That seems like the entire point: China's firewall tries to create a Chinese internet consisting of people in China browsing sites in China. The internet doesn't work that way. While sites with country-specific audiences do exist, for the most part everyone browses the same Internet. Sites like Baidu, Youku (a YouTube clone), Weibo (a Twitter clone), and other sites hosted in China benefit greatly from the firewall. Without the firewall, those sites would still have an audience, but they'd compete heavily with the much larger audiences on the sites they cloned.

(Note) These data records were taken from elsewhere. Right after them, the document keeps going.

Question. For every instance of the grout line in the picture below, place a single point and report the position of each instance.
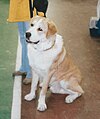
(16, 101)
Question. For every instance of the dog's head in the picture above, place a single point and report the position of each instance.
(41, 29)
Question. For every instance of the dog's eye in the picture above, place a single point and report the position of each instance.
(39, 29)
(32, 25)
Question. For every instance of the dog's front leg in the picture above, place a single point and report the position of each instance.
(41, 102)
(34, 83)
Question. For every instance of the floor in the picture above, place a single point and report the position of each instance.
(72, 19)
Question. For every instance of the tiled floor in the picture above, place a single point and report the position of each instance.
(72, 19)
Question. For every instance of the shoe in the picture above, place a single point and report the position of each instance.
(27, 81)
(19, 73)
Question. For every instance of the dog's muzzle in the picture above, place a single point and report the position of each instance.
(28, 35)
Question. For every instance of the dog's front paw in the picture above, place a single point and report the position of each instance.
(29, 97)
(42, 107)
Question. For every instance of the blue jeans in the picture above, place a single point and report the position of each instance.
(22, 28)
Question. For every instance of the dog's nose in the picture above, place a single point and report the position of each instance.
(28, 34)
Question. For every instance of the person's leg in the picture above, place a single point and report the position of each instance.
(27, 67)
(22, 27)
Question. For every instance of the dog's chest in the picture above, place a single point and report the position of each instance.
(40, 61)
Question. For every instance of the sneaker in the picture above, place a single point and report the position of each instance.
(27, 81)
(19, 73)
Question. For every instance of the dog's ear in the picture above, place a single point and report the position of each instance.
(51, 29)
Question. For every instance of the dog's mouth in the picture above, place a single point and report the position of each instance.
(28, 41)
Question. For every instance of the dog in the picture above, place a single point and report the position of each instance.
(51, 64)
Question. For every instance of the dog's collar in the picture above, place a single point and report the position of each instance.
(50, 47)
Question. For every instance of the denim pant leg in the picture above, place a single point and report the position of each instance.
(22, 27)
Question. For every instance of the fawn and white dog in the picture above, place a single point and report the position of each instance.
(51, 65)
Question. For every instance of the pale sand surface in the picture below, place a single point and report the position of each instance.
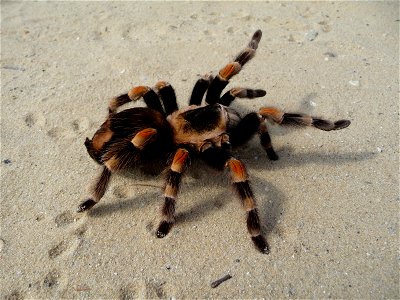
(329, 206)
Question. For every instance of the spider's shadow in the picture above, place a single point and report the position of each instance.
(270, 209)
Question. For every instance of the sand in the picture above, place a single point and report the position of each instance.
(329, 207)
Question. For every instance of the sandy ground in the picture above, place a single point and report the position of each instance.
(329, 206)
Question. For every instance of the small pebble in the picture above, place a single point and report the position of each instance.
(354, 82)
(311, 35)
(1, 245)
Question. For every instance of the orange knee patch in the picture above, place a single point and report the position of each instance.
(230, 70)
(271, 112)
(180, 158)
(143, 137)
(161, 84)
(238, 170)
(137, 92)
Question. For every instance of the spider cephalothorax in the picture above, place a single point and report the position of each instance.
(136, 136)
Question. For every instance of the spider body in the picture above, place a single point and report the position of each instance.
(141, 135)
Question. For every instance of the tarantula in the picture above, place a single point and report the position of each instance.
(135, 136)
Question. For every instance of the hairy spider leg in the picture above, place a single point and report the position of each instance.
(168, 97)
(119, 155)
(149, 96)
(243, 189)
(297, 119)
(174, 175)
(230, 95)
(231, 69)
(200, 89)
(221, 158)
(266, 142)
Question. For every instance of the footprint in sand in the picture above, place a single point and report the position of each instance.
(35, 119)
(51, 280)
(68, 246)
(76, 233)
(144, 289)
(60, 133)
(121, 192)
(64, 219)
(80, 125)
(15, 295)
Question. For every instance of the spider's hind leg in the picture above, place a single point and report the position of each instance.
(200, 89)
(174, 175)
(297, 119)
(149, 96)
(230, 95)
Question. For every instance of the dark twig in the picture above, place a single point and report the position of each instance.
(221, 280)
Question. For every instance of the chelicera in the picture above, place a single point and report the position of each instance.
(209, 131)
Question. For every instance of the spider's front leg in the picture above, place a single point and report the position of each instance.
(118, 156)
(243, 189)
(171, 189)
(221, 158)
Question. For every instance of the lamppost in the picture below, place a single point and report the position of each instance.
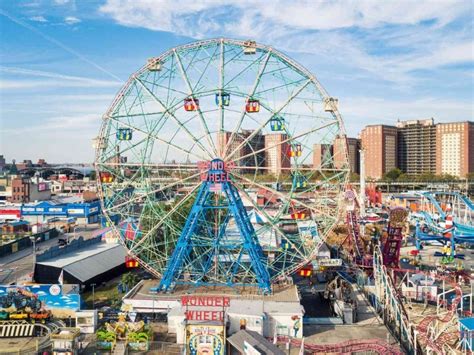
(34, 240)
(74, 233)
(93, 296)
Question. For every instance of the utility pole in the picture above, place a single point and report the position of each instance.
(362, 183)
(93, 296)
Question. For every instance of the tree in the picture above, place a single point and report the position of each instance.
(354, 177)
(392, 175)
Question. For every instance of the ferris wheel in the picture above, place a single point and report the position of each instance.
(215, 166)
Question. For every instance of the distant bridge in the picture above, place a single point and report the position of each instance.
(47, 171)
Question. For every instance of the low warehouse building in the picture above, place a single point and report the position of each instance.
(93, 263)
(84, 212)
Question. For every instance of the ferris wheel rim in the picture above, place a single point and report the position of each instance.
(135, 78)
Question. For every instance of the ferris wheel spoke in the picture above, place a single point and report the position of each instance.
(263, 212)
(165, 218)
(201, 116)
(278, 193)
(172, 115)
(154, 136)
(258, 93)
(289, 139)
(153, 192)
(273, 114)
(221, 89)
(250, 94)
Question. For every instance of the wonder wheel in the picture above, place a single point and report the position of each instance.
(216, 166)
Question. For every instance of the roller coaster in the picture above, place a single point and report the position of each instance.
(447, 218)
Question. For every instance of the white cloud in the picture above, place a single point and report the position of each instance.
(411, 33)
(38, 19)
(310, 15)
(60, 80)
(371, 110)
(71, 20)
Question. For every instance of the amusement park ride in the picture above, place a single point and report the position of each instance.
(447, 218)
(192, 140)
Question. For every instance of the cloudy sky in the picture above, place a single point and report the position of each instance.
(62, 61)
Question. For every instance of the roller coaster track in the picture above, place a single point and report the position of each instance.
(346, 347)
(437, 344)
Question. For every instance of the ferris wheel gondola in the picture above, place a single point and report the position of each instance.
(195, 164)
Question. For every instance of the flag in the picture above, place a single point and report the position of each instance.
(302, 347)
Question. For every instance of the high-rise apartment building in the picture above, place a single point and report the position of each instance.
(276, 153)
(380, 145)
(417, 146)
(455, 148)
(352, 146)
(322, 156)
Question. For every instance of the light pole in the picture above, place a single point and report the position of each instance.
(93, 296)
(33, 240)
(74, 233)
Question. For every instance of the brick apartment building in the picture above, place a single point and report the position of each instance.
(417, 146)
(381, 149)
(352, 146)
(455, 148)
(322, 156)
(25, 190)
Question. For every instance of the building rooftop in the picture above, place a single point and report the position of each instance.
(281, 293)
(257, 341)
(88, 262)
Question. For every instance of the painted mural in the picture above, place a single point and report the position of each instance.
(28, 300)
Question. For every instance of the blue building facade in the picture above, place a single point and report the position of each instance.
(86, 212)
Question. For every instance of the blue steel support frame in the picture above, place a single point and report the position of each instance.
(192, 226)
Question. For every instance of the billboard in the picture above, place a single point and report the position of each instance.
(205, 339)
(52, 297)
(42, 186)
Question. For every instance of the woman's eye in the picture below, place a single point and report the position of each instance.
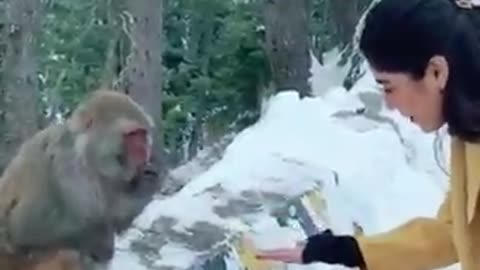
(387, 90)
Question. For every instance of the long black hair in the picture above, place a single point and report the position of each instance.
(403, 35)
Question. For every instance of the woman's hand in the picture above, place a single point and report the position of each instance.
(286, 255)
(323, 247)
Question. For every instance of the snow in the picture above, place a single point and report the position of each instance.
(371, 172)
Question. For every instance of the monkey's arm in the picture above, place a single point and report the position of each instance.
(131, 201)
(423, 243)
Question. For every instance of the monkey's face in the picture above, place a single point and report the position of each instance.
(119, 151)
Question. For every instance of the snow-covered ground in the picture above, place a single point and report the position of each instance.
(377, 170)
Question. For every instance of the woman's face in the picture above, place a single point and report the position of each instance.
(418, 99)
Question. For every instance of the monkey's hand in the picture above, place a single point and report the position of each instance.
(132, 199)
(332, 249)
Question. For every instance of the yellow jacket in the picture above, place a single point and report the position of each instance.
(431, 243)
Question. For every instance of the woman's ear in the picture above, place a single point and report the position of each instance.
(438, 67)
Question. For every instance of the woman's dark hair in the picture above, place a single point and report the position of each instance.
(403, 35)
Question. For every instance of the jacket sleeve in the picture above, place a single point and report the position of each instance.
(420, 244)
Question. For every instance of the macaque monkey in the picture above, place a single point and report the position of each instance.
(73, 185)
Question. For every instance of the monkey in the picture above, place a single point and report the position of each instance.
(73, 185)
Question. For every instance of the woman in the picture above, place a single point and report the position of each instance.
(426, 55)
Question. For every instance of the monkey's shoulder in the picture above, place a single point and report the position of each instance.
(33, 160)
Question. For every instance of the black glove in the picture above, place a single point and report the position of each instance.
(331, 249)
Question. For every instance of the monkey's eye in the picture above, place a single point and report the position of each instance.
(120, 158)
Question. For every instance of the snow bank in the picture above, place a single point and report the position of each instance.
(377, 170)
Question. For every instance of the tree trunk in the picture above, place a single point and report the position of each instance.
(144, 67)
(20, 99)
(345, 15)
(287, 44)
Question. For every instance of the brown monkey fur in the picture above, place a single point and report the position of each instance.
(73, 185)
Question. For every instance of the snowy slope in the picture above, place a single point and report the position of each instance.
(376, 170)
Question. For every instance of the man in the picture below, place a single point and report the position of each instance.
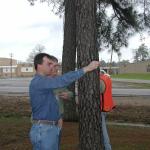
(107, 104)
(61, 95)
(44, 133)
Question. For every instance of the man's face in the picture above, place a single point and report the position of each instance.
(47, 67)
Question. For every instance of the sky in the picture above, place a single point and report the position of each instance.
(24, 26)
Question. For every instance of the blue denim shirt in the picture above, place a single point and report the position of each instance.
(42, 99)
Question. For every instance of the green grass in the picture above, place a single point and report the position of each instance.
(14, 134)
(142, 76)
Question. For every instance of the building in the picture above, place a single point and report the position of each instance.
(138, 67)
(25, 70)
(8, 67)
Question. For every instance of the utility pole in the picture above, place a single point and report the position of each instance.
(11, 63)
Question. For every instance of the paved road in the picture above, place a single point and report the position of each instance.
(20, 85)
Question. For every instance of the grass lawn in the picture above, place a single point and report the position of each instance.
(14, 135)
(15, 125)
(141, 76)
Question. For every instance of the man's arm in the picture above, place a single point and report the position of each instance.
(66, 79)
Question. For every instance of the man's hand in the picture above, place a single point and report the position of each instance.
(64, 95)
(60, 122)
(92, 66)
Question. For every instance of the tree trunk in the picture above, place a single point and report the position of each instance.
(88, 93)
(69, 54)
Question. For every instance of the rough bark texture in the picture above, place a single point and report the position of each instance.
(88, 93)
(69, 53)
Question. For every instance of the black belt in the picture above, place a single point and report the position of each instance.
(47, 122)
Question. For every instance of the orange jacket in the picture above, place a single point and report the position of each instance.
(107, 103)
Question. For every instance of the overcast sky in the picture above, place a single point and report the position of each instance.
(23, 26)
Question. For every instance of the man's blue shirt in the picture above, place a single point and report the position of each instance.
(43, 101)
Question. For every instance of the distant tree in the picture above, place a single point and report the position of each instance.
(142, 53)
(38, 49)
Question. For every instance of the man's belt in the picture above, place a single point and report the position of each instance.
(47, 122)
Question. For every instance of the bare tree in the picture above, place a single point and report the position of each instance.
(38, 49)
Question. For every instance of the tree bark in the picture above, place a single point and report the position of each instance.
(88, 94)
(69, 54)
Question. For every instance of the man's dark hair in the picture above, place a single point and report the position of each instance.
(38, 59)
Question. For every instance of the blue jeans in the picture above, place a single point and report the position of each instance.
(105, 138)
(44, 137)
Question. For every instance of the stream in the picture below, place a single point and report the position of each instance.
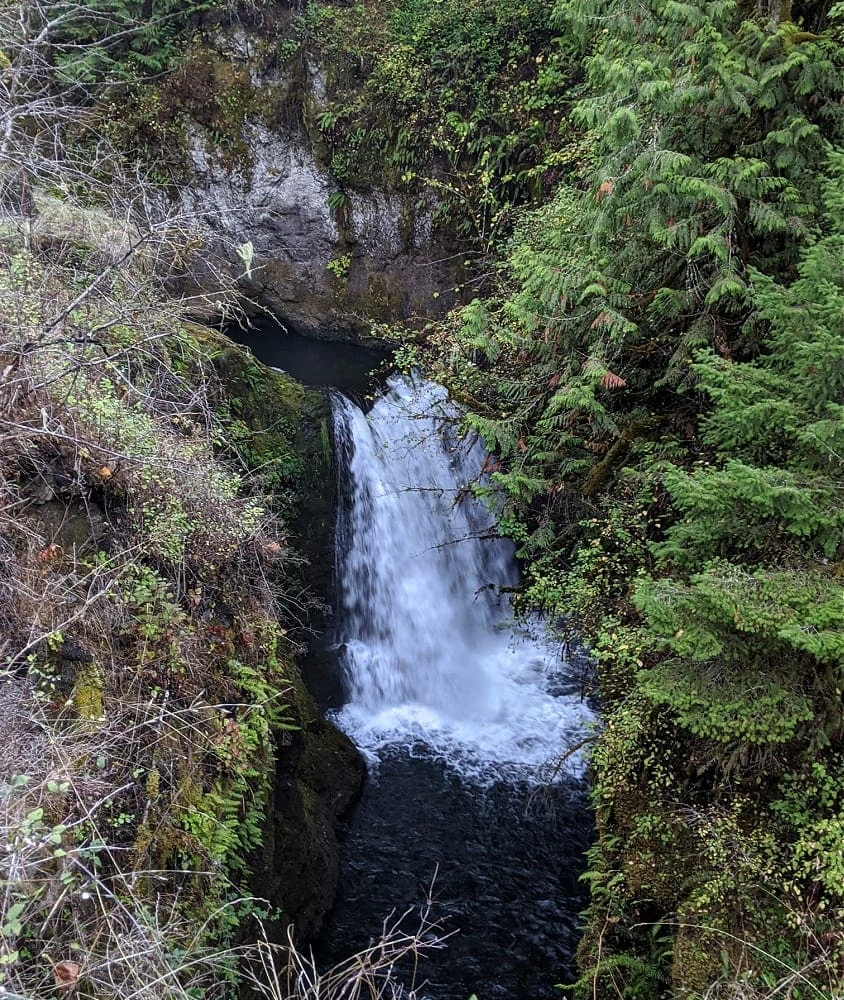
(459, 712)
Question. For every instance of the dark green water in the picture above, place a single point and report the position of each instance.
(323, 363)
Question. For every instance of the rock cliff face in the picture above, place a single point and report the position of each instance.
(327, 262)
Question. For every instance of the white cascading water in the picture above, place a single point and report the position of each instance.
(431, 658)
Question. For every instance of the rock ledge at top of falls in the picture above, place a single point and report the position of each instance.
(277, 196)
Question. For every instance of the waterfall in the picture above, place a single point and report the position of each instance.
(432, 660)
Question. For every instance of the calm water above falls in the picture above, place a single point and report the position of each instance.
(457, 711)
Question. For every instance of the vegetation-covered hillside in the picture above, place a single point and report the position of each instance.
(649, 200)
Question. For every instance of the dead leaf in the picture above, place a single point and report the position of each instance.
(66, 975)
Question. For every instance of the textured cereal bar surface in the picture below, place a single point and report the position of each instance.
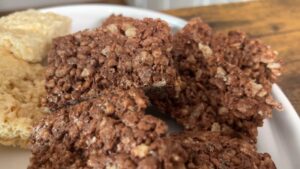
(226, 80)
(132, 54)
(211, 150)
(78, 136)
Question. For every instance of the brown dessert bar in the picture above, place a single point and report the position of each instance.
(211, 150)
(226, 81)
(113, 123)
(135, 54)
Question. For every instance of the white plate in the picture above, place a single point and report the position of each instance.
(280, 136)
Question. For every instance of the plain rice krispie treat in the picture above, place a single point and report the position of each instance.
(135, 54)
(78, 136)
(226, 81)
(28, 34)
(21, 90)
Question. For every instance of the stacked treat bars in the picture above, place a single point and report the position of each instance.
(100, 82)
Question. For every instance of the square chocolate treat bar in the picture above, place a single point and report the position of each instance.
(136, 53)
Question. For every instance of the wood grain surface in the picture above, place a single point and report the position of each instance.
(276, 23)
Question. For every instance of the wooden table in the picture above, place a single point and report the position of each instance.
(277, 23)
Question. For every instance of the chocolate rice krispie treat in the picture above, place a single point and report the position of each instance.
(191, 150)
(108, 126)
(226, 81)
(211, 150)
(134, 54)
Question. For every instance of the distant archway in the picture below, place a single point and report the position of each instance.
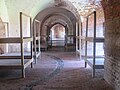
(57, 35)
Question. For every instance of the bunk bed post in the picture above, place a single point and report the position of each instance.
(31, 33)
(76, 36)
(39, 40)
(22, 47)
(79, 38)
(94, 45)
(34, 36)
(86, 43)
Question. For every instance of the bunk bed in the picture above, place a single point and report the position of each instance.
(78, 40)
(36, 37)
(17, 60)
(94, 61)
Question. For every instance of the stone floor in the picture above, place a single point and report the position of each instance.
(55, 71)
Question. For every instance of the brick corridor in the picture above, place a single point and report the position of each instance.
(55, 71)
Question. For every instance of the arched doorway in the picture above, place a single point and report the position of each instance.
(57, 35)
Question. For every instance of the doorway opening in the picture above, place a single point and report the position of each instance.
(57, 35)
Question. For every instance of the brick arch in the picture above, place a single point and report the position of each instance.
(57, 18)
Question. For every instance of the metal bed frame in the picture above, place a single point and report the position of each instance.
(95, 61)
(21, 60)
(36, 38)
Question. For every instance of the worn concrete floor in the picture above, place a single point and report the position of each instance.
(55, 71)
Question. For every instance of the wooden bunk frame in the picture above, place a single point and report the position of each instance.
(18, 61)
(95, 62)
(36, 38)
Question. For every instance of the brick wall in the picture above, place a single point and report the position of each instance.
(112, 42)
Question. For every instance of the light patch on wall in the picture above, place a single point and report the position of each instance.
(3, 11)
(40, 6)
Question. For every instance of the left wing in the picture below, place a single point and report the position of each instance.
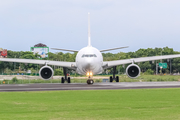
(108, 64)
(70, 65)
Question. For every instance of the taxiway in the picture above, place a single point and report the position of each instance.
(84, 86)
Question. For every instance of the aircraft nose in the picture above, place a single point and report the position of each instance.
(88, 66)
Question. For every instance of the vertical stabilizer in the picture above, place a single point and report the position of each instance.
(89, 34)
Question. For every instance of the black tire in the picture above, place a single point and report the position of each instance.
(69, 80)
(117, 78)
(110, 79)
(88, 81)
(62, 80)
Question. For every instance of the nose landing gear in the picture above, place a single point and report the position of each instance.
(116, 78)
(90, 81)
(63, 79)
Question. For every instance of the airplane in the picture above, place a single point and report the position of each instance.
(89, 61)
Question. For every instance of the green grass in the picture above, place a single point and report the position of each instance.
(122, 78)
(139, 104)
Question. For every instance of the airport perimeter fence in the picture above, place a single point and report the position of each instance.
(125, 79)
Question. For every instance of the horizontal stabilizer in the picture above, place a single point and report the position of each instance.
(64, 50)
(113, 49)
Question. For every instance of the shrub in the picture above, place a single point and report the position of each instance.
(14, 80)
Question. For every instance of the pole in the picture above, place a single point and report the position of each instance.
(156, 68)
(170, 67)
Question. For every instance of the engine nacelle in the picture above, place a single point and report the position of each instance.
(46, 72)
(133, 71)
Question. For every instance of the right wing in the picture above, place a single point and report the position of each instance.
(113, 49)
(109, 64)
(71, 65)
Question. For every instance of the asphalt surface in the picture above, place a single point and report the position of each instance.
(83, 86)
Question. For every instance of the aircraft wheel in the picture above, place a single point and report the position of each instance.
(69, 80)
(117, 78)
(62, 80)
(90, 81)
(111, 79)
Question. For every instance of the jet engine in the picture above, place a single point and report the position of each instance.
(133, 71)
(46, 72)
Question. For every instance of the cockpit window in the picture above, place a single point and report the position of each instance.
(89, 55)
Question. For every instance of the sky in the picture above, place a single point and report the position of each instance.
(114, 23)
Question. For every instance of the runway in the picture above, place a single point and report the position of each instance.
(83, 86)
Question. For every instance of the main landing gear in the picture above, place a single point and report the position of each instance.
(116, 78)
(63, 79)
(90, 81)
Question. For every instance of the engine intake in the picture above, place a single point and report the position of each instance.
(46, 72)
(133, 71)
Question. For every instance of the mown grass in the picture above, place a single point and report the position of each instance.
(122, 78)
(139, 104)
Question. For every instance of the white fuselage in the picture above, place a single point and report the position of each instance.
(89, 59)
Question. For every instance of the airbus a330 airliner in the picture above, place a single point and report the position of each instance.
(89, 61)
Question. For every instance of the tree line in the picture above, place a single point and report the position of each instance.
(7, 67)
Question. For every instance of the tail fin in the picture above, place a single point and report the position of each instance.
(89, 34)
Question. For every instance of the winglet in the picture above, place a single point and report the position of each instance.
(89, 34)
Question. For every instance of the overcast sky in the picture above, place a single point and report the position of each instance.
(114, 23)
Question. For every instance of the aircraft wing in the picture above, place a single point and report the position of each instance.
(41, 62)
(108, 64)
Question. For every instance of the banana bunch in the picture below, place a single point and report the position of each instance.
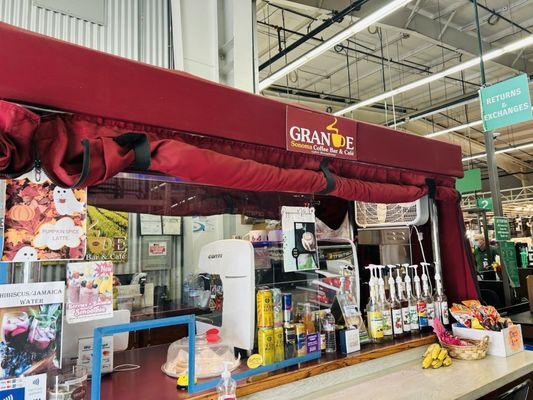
(435, 356)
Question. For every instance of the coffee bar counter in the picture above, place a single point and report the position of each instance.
(400, 376)
(149, 381)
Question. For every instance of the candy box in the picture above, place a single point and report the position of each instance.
(502, 344)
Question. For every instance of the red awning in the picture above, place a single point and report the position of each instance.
(108, 86)
(17, 126)
(204, 132)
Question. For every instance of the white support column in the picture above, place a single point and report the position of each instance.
(195, 37)
(214, 39)
(237, 43)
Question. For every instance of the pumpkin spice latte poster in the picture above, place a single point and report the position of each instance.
(43, 222)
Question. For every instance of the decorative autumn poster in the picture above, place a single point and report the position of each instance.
(107, 236)
(43, 222)
(89, 291)
(31, 326)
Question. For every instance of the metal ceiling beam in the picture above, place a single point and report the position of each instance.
(505, 161)
(422, 25)
(338, 16)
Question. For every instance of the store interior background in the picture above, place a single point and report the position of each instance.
(233, 42)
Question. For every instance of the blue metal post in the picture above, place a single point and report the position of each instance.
(99, 333)
(97, 364)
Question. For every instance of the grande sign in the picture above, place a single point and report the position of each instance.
(316, 133)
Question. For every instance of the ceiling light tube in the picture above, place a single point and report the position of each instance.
(456, 128)
(360, 25)
(519, 44)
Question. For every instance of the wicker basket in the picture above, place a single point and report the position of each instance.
(475, 351)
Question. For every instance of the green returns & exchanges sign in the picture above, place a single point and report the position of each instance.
(506, 103)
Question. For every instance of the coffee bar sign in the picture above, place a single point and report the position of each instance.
(321, 134)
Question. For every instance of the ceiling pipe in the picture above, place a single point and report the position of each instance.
(334, 99)
(500, 16)
(437, 109)
(337, 17)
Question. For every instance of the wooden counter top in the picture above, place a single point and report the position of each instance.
(148, 382)
(463, 380)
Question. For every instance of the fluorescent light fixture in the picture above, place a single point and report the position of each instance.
(501, 151)
(360, 25)
(519, 44)
(456, 128)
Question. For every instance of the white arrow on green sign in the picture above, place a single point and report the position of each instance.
(485, 203)
(506, 103)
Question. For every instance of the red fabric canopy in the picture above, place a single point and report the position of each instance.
(17, 126)
(104, 85)
(174, 157)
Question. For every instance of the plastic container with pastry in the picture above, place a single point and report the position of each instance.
(210, 355)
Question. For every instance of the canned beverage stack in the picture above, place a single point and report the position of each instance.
(277, 307)
(287, 308)
(270, 331)
(265, 325)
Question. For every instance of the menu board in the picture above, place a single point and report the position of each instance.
(89, 291)
(43, 222)
(30, 334)
(150, 224)
(299, 238)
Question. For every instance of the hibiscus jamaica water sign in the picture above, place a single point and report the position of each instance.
(322, 134)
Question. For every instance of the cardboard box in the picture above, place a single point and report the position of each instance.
(502, 344)
(349, 341)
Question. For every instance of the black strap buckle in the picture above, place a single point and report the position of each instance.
(330, 179)
(141, 147)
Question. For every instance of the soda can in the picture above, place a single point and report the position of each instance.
(277, 309)
(287, 307)
(300, 339)
(289, 332)
(279, 348)
(265, 344)
(265, 314)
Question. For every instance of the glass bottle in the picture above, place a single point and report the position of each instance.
(307, 318)
(396, 311)
(328, 329)
(386, 312)
(411, 300)
(374, 316)
(402, 298)
(430, 307)
(441, 302)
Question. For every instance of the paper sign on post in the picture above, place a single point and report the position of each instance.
(89, 291)
(31, 328)
(299, 238)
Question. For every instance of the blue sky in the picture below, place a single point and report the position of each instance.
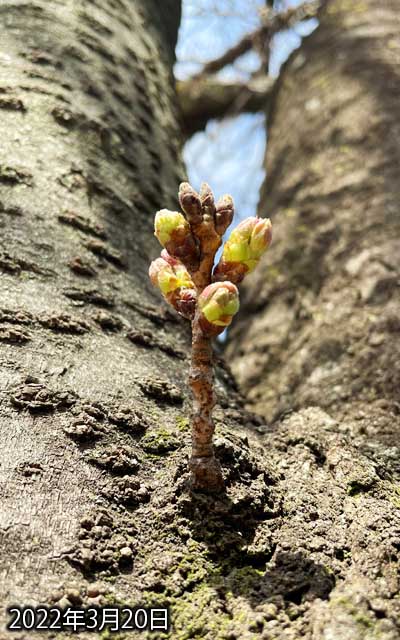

There are multiple facets to the GWF's raison d'être. Most touched on in this thread. One area not given much voice is China's desire to handle legal issues in its domain. If you want a web site in China, you have to have a person (usually through a company) that is the agent responsible for the site. This person must be a Chinese national. That person is the one that has to show up in court if the site/company gets sued. If China is serious about nurturing its legal system, its a perfectly valid approach that parties conducting business in China be required to answer to the legal system when required. This means that if Facebook wants to serve up to Chinese people, they need a Chinese company and agree to be subject to Chinese law for what they serve up in China. Many may not agree with the restrictions on what you can serve up, but this is a different aspect of the GWF.
I don't consider that a "perfectly valid approach". It precisely matches what the US wants to do with SOPA: regulate foreign sites in absentia and block them if they don't comply.